Well, with 8999 other processes in the system, kswapd may have pushed out some old pages (at this point the system has driven itself 20-30 seconds into swap), but some of the other 8999 processes appear to be grabbing the pages away for their own nefarious purposes (because the system would rather give them these brand new pages instead of pushing other pages into swap), and when our hero the forking process comes back around, those pages that kswapd freed up for it have been taken away by one of the other 2000 copies of pick. So fork() fails, lpd complains, waits a second, then tries to fork() again.

Where it starts to get really fun is when this happens on a process that was written with the assumption that the machine has infinite memory and thus fork() will never fail. So if it fails, EOF is returned to the program, which then eventually sends a signal to pid EOF. kill() loves to send signals to EOF, particularly when you're root and nobody can resist your evil intentions.

So I've been trying to harden fork() so that it will be a bit more stubborn about failing, with a complete lack of success; first, I can't completely harden it because the Linux boxes we've got won't allow more than ~15000 processes at a time (I suspect that's because that's all that will fit in a 32 bit kernel process), and secondly, because the whole idea of Unix is that system calls can fail and you need to retry the call when it fails.

The first pass was to simply retry each kmalloc() inside do_fork(). It didn't seem to fail, but it didn't seem to make any difference to the failure cases on dumb synthetic tests. The second pass was to have dofork() yield the timeslice up to 12 times to give additional chances to drive pages out, which didn't seem to fail, but didn't seem to make any difference.
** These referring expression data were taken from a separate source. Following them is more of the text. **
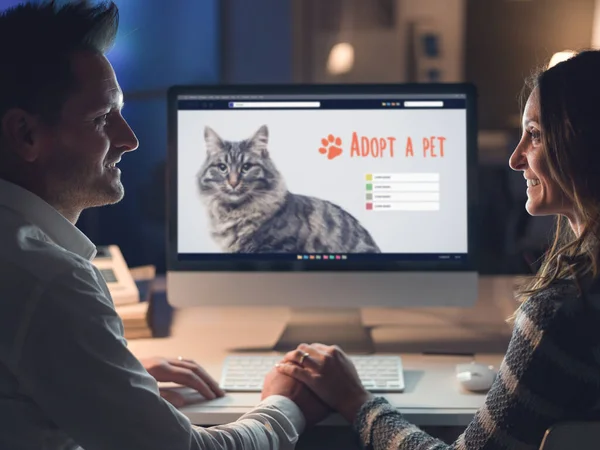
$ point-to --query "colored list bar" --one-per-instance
(402, 192)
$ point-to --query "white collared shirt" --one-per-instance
(67, 379)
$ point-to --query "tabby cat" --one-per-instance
(251, 210)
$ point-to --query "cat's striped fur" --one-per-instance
(252, 211)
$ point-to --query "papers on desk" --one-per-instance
(136, 316)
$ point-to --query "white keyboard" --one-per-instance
(378, 373)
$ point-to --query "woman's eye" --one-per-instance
(535, 135)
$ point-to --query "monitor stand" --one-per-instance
(341, 327)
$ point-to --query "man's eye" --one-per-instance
(102, 119)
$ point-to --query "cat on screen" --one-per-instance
(251, 210)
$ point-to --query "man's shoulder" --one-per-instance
(29, 254)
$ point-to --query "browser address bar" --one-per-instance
(274, 104)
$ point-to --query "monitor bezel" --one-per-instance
(174, 264)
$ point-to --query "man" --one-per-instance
(67, 379)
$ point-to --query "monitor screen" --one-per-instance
(321, 178)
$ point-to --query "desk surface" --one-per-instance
(432, 395)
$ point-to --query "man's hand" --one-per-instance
(314, 410)
(329, 373)
(184, 372)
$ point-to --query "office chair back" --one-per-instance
(571, 436)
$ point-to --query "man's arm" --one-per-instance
(74, 363)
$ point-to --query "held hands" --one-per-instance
(312, 407)
(330, 374)
(184, 372)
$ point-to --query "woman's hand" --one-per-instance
(184, 372)
(330, 374)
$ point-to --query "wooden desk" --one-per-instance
(432, 396)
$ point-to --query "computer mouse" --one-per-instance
(475, 377)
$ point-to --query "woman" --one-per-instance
(551, 372)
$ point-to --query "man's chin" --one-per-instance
(110, 195)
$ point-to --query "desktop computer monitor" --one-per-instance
(334, 197)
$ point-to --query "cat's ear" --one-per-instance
(260, 141)
(213, 140)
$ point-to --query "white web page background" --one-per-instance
(294, 142)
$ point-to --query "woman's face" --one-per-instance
(544, 195)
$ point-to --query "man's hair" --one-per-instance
(37, 42)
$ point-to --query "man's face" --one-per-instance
(79, 156)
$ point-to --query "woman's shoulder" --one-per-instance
(570, 303)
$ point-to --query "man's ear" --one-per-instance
(20, 132)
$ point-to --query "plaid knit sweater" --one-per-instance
(550, 374)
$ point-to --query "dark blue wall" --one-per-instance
(258, 41)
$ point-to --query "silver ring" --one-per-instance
(302, 358)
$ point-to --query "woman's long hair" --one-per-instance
(569, 96)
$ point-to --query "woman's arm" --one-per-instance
(548, 375)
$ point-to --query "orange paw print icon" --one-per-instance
(332, 147)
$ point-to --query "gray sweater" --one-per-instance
(550, 374)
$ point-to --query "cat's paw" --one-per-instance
(331, 146)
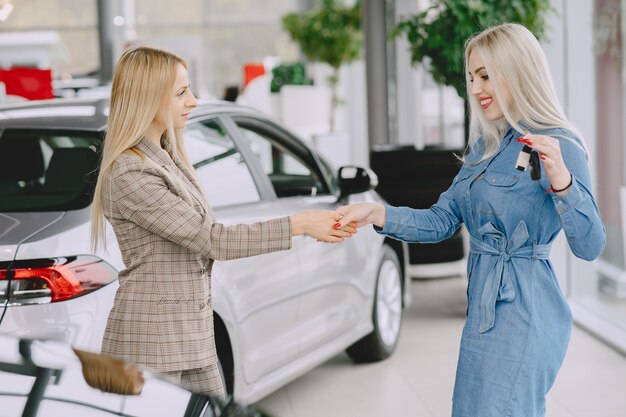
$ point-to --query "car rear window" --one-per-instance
(47, 171)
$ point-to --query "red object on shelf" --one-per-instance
(30, 83)
(251, 71)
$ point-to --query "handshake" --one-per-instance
(336, 226)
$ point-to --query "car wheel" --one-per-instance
(387, 313)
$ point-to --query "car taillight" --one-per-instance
(38, 281)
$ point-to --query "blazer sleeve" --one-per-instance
(577, 209)
(143, 196)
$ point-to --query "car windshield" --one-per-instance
(47, 171)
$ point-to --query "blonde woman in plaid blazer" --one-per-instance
(162, 316)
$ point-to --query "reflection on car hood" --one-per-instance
(15, 228)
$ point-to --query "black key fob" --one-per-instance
(535, 166)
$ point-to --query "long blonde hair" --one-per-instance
(513, 57)
(142, 82)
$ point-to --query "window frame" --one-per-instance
(256, 178)
(283, 138)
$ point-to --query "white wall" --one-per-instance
(569, 48)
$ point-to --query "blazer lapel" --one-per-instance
(165, 157)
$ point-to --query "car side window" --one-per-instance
(289, 174)
(219, 166)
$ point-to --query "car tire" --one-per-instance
(386, 313)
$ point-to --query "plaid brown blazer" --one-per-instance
(162, 316)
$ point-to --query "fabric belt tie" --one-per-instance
(500, 287)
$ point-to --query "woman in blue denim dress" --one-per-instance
(518, 321)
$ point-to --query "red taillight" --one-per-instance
(50, 280)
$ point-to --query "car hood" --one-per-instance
(16, 228)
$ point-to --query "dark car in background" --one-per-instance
(276, 315)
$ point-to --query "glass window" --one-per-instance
(290, 174)
(46, 172)
(220, 167)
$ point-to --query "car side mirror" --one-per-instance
(353, 180)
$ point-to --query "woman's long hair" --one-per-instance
(143, 80)
(513, 58)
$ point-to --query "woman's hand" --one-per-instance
(321, 225)
(549, 150)
(362, 214)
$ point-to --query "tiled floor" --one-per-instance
(417, 380)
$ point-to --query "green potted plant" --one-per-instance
(438, 34)
(330, 34)
(288, 74)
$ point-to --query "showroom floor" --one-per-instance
(417, 380)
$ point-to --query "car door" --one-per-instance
(332, 300)
(255, 297)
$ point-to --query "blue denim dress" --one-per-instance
(518, 322)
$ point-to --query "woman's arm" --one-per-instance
(565, 162)
(143, 197)
(411, 225)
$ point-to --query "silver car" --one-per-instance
(276, 315)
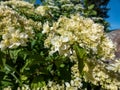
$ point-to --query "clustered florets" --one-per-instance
(16, 30)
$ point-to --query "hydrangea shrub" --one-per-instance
(46, 48)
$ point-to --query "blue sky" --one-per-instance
(114, 14)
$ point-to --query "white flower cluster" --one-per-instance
(15, 30)
(115, 66)
(77, 29)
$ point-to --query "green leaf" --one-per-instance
(91, 7)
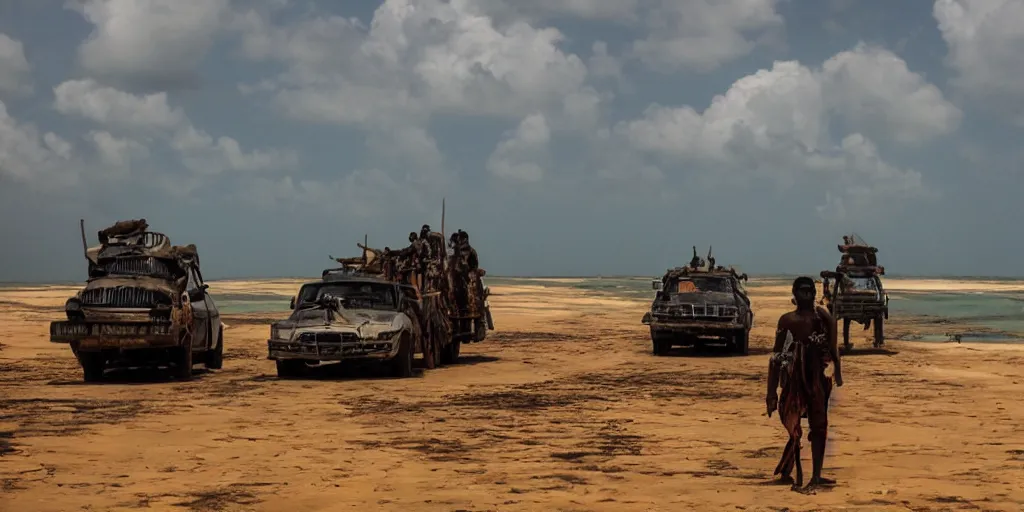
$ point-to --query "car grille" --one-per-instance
(129, 297)
(80, 329)
(135, 266)
(710, 312)
(329, 338)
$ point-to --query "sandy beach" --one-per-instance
(563, 408)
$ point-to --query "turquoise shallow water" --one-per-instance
(988, 315)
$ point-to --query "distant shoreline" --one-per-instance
(541, 278)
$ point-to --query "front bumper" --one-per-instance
(333, 350)
(125, 335)
(692, 327)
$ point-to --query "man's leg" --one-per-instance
(817, 419)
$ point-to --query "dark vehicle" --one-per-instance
(143, 304)
(854, 292)
(348, 316)
(453, 298)
(696, 303)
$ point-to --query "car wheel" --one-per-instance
(450, 354)
(402, 364)
(880, 335)
(742, 342)
(479, 330)
(93, 365)
(289, 369)
(215, 356)
(662, 344)
(183, 361)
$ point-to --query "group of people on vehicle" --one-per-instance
(430, 266)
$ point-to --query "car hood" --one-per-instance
(702, 298)
(365, 322)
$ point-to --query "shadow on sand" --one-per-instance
(867, 351)
(375, 371)
(140, 375)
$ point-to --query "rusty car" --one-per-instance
(144, 303)
(853, 292)
(694, 304)
(347, 316)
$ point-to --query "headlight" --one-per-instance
(280, 334)
(386, 335)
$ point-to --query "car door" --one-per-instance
(214, 313)
(201, 312)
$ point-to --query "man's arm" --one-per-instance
(828, 321)
(771, 397)
(780, 331)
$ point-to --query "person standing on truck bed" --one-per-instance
(805, 344)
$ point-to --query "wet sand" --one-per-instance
(563, 408)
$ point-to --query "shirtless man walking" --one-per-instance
(805, 344)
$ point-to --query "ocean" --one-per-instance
(977, 309)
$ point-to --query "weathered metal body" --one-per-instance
(854, 292)
(143, 303)
(693, 304)
(348, 316)
(453, 299)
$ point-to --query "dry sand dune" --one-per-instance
(563, 408)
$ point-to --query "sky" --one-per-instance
(568, 137)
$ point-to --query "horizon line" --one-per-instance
(552, 276)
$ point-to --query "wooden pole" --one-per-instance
(85, 245)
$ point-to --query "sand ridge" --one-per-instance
(563, 408)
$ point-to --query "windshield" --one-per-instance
(861, 285)
(701, 284)
(358, 295)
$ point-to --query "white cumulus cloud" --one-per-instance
(15, 73)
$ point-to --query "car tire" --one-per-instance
(741, 342)
(215, 356)
(290, 369)
(660, 344)
(479, 330)
(880, 332)
(450, 354)
(93, 365)
(401, 367)
(183, 361)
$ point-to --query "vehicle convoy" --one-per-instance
(698, 302)
(144, 303)
(348, 316)
(854, 293)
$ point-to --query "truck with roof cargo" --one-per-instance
(348, 316)
(144, 303)
(697, 303)
(854, 292)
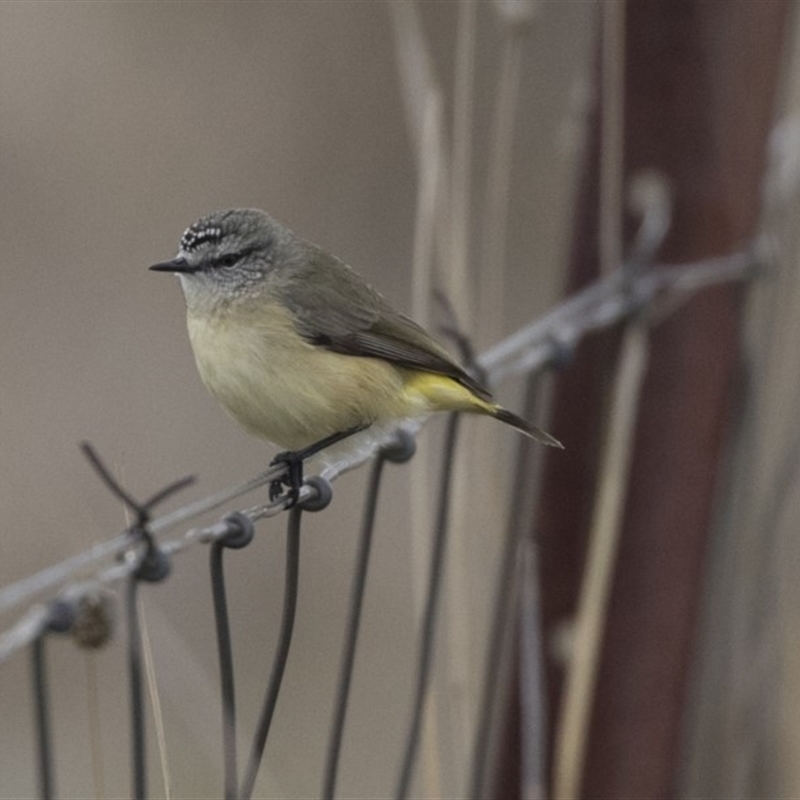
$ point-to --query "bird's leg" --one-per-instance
(293, 477)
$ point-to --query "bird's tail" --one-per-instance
(435, 392)
(504, 415)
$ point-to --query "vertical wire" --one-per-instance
(352, 628)
(42, 718)
(435, 573)
(138, 766)
(533, 694)
(95, 737)
(281, 654)
(457, 284)
(227, 688)
(524, 496)
(575, 714)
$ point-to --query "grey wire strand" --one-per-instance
(601, 304)
(281, 653)
(227, 685)
(426, 643)
(505, 585)
(352, 629)
(138, 765)
(42, 718)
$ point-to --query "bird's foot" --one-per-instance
(291, 480)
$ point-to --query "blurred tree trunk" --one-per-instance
(701, 82)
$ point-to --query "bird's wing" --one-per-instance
(336, 308)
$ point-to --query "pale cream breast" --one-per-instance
(283, 389)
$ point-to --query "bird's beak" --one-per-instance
(176, 265)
The third attempt was far more amusing; instead of just yielding the processor, I'd just put the offending process to sleep for a second, then retry the allocation. At least that was the plan. In reality, what ended up happening was the machine filled up with test programs, stopped forking completely, and appears to have converted into Shelly Winters ca. fall 2002.

I don't think I'll be putting that version of the fork hardening onto any customer sites.